PTSD can feel extremely frightening, isolating, and hopeless. However, with effective treatment and the right support, it is possible to build healthy responses, and overcome the effects of PTSD.

How can counselling help with PTSD?

Counselling can be extremely beneficial in managing and treating PTSD. Cognitive behavioural therapy (CBT), in particular, has been found to be the most effective treatment of PTSD in both short and long term.

Counselling will help the individual to understand their trauma, how they respond to their trauma, and how to change these responses in an effort to diminish their PTSD symptoms. Counselling will arm those with PTSD with the skills, knowledge, and abilities to cope with the fear, anxiety, and memories associated with their trauma.

How do I know if I need to seek support for trauma?

Trauma disorders are emotional responses to an event, and can vary enormously for each person. If you find yourself experiencing behavioural and physical symptoms of trauma, and believe that a traumatic event may be affecting your day-to-day life, then you should seek the support of a professional.

Is trauma counselling only for those with PTSD?

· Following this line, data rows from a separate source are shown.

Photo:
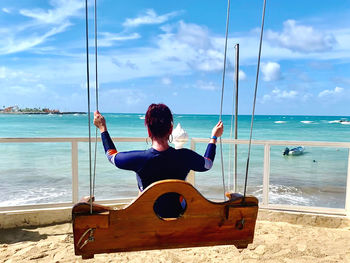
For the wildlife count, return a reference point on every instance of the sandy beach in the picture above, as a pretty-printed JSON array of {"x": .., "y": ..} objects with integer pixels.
[{"x": 307, "y": 239}]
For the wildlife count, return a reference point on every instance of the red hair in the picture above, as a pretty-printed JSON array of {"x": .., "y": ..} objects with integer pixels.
[{"x": 159, "y": 120}]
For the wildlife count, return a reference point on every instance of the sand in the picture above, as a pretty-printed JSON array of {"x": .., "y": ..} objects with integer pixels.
[{"x": 274, "y": 242}]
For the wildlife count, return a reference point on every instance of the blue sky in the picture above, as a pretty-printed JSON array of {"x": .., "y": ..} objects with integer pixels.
[{"x": 172, "y": 52}]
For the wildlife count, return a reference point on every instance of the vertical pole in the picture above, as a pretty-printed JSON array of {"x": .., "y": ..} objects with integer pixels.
[
  {"x": 236, "y": 111},
  {"x": 266, "y": 178},
  {"x": 191, "y": 176},
  {"x": 75, "y": 178},
  {"x": 347, "y": 195}
]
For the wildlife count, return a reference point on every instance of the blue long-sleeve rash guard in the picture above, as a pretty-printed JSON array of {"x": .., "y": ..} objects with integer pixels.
[{"x": 152, "y": 165}]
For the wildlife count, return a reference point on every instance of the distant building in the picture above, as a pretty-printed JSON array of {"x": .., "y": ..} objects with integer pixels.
[{"x": 12, "y": 109}]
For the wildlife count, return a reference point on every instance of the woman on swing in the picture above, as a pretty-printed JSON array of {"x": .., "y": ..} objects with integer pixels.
[{"x": 161, "y": 161}]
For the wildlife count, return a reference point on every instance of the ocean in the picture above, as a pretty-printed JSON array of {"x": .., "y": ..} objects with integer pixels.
[{"x": 37, "y": 173}]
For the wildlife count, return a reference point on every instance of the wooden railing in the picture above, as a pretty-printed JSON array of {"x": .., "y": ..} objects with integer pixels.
[{"x": 191, "y": 178}]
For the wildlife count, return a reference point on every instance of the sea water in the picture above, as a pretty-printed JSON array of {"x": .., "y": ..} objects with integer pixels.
[{"x": 35, "y": 173}]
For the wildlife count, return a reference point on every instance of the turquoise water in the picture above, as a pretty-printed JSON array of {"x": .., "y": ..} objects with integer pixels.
[{"x": 33, "y": 173}]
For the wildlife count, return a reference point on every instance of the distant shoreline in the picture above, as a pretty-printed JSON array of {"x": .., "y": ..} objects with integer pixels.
[{"x": 44, "y": 113}]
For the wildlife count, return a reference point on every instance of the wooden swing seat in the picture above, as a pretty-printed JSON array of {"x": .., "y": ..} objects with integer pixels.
[{"x": 137, "y": 227}]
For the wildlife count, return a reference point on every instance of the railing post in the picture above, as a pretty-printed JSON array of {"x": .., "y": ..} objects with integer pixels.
[
  {"x": 347, "y": 190},
  {"x": 75, "y": 178},
  {"x": 266, "y": 178},
  {"x": 191, "y": 176}
]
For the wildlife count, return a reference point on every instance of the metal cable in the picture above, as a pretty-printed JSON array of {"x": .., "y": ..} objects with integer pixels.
[
  {"x": 222, "y": 95},
  {"x": 88, "y": 91},
  {"x": 255, "y": 92},
  {"x": 96, "y": 89}
]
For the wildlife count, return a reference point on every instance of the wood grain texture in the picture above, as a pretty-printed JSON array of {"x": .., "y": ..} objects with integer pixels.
[{"x": 137, "y": 227}]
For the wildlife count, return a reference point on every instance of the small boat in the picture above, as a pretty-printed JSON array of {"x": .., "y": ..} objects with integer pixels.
[{"x": 294, "y": 151}]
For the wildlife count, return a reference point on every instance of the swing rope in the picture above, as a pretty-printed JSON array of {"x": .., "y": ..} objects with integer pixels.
[
  {"x": 222, "y": 95},
  {"x": 96, "y": 89},
  {"x": 88, "y": 95},
  {"x": 255, "y": 92}
]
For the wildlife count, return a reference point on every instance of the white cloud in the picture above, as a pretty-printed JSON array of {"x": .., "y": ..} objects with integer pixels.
[
  {"x": 301, "y": 38},
  {"x": 126, "y": 97},
  {"x": 326, "y": 93},
  {"x": 278, "y": 95},
  {"x": 42, "y": 25},
  {"x": 166, "y": 81},
  {"x": 271, "y": 71},
  {"x": 108, "y": 39},
  {"x": 22, "y": 44},
  {"x": 149, "y": 17},
  {"x": 6, "y": 10},
  {"x": 206, "y": 85},
  {"x": 62, "y": 10}
]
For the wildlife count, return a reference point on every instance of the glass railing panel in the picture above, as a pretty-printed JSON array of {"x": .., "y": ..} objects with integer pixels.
[{"x": 35, "y": 173}]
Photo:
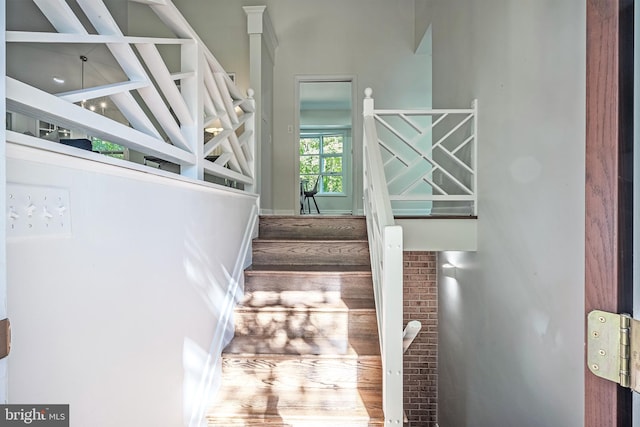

No – counselling is beneficial for anyone that has experienced some sort of trauma response, even if it is not characterised as PTSD. Trauma counselling can help to reduce anxiety, develop a clear mind, and make real-world changes to your life that will improve your mental health.

Won’t talking about traumatic events make me feel worse?

Not necessarily. For many, the thoughts, reactions, and responses to the traumatic event are what make PTSD and trauma-specific disorders hard to heal from. While denying or minimising the traumatic event is only natural, it does not allow you to get to the root cause and develop life-changing coping mechanisms.

How long will I need to go for?

This will vary depending on your specific concerns, progress made in sessions, and your goals. For some, PTSD counselling and trauma therapy can be extremely helpful early on, and they will begin to notice changes within themselves in the first few sessions. For others, it can take a longer period of time to understand their trauma, and the trauma responses they’re experiencing.

You may require weekly sessions at first, and then move towards fortnightly or monthly sessions. For those with severe cases of PTSD, they will often benefit the most from staying in contact with their psychologist over a long period of time, to ensure that they continue to receive ongoing support.